JORNADA EXAUSTIVA E CONDIÇÕES DEGRADANTES

Antes: Código Penal prevê que jornada exaustiva e condições degradantes são trabalho escravo.

Agora: A portaria retirou das características da escravidão essas duas situações. Se o fiscal flagrar essas condições, só poderá autuar se houver restrição de liberdade do trabalhador.

CONDIÇÕES PARA SER TRABALHO ESCRAVO

Antes: Pelo Código Penal, a condição análoga à escravidão pode ser caracterizada por servidão por dívida, trabalho forçado, jornada exaustiva ou condição degradante.

Agora: A portaria estabeleceu que escravidão é quando há uso de coação, cerceamento do uso de meios de transporte, isolamento geográfico, segurança armada para reter o trabalhador e confisco de documentos pessoais.

PEÇAS OBRIGATÓRIAS NO RELATÓRIO DE FISCALIZAÇÃO

Antes: Basta relatório detalhado e coerente sobre as irregularidades, porque o auto de infração é sujeito a dois recursos administrativos.

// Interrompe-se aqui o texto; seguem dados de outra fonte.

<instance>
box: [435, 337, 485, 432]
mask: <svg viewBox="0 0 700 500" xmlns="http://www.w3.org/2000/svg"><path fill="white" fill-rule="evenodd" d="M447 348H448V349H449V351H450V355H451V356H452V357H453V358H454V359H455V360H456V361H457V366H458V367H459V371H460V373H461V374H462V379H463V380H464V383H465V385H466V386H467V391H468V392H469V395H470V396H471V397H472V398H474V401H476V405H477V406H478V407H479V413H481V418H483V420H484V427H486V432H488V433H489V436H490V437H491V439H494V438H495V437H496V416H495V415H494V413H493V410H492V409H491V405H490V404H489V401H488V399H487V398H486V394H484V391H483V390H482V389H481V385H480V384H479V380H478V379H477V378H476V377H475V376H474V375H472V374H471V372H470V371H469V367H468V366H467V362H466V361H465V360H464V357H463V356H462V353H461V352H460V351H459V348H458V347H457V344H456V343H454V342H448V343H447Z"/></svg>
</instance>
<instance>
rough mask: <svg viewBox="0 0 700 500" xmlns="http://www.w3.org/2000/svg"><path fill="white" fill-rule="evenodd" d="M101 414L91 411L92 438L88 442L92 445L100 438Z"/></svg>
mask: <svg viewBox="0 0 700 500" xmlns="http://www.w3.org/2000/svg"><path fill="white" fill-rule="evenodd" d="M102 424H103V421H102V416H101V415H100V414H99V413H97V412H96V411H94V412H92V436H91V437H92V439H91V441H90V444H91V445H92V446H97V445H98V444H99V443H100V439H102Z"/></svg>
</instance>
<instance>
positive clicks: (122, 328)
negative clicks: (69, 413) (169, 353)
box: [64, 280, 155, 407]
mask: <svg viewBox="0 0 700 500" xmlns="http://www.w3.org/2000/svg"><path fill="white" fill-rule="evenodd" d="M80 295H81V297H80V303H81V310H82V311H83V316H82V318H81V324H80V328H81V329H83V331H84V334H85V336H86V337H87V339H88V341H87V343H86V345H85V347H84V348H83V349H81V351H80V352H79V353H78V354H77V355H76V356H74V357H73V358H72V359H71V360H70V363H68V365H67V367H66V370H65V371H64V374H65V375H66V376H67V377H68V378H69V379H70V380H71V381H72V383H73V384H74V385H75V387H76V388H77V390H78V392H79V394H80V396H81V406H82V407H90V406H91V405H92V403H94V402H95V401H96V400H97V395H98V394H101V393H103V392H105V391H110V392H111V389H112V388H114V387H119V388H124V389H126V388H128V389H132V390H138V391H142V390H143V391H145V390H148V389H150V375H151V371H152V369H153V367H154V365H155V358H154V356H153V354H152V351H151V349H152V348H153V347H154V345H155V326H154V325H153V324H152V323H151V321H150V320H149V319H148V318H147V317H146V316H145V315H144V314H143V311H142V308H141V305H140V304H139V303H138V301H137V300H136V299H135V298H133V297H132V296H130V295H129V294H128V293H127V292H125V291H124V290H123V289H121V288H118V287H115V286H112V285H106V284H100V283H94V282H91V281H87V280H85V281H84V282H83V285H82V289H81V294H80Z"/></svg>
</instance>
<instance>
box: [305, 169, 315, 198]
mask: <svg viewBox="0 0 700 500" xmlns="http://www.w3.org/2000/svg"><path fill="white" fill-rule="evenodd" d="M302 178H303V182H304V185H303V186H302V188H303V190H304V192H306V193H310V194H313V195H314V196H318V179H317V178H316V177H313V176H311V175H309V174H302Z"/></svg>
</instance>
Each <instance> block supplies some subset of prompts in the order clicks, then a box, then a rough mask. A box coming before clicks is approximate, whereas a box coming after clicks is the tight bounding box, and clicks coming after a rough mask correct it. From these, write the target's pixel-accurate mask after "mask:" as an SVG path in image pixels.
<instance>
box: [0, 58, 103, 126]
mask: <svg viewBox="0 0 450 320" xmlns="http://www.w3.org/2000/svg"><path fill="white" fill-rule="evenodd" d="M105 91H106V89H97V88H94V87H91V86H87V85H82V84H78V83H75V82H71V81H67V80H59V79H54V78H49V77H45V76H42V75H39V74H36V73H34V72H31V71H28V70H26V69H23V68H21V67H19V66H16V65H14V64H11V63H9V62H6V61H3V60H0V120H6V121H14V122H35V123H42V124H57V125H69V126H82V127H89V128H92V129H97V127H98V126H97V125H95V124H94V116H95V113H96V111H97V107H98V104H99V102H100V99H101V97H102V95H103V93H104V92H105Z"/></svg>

Agora: Exigência de boletim de ocorrência lavrado por policial que tenha participado do flagrante, envio de ofício à Polícia Federal e fotos de todas as irregularidades.

PODER DO MINISTRO

Antes: Somente técnicos podem incluir empregadores na lista suja e divulgá-la.

Agora: Só o ministro do Trabalho terá o poder de divulgar a lista e incluir empregadores.

ACORDOS

Antes: Ministério do Trabalho é obrigado a encaminhar ao Ministério Público do Trabalho (MPT) acordos com empregadores flagrados para firmar acordos judiciais ou extrajudiciais.

Agora: O Ministério do Trabalho vai negociar só com a Advocacia-Geral da União, sem informar ao MPT.

PERDÃO DE DÍVIDAS

Antes: Empregador flagrado tinha de ficar na lista suja por, pelo menos, um ano e pagar débitos trabalhistas e indenizações.

Agora: Foram revogadas as obrigações do empregador.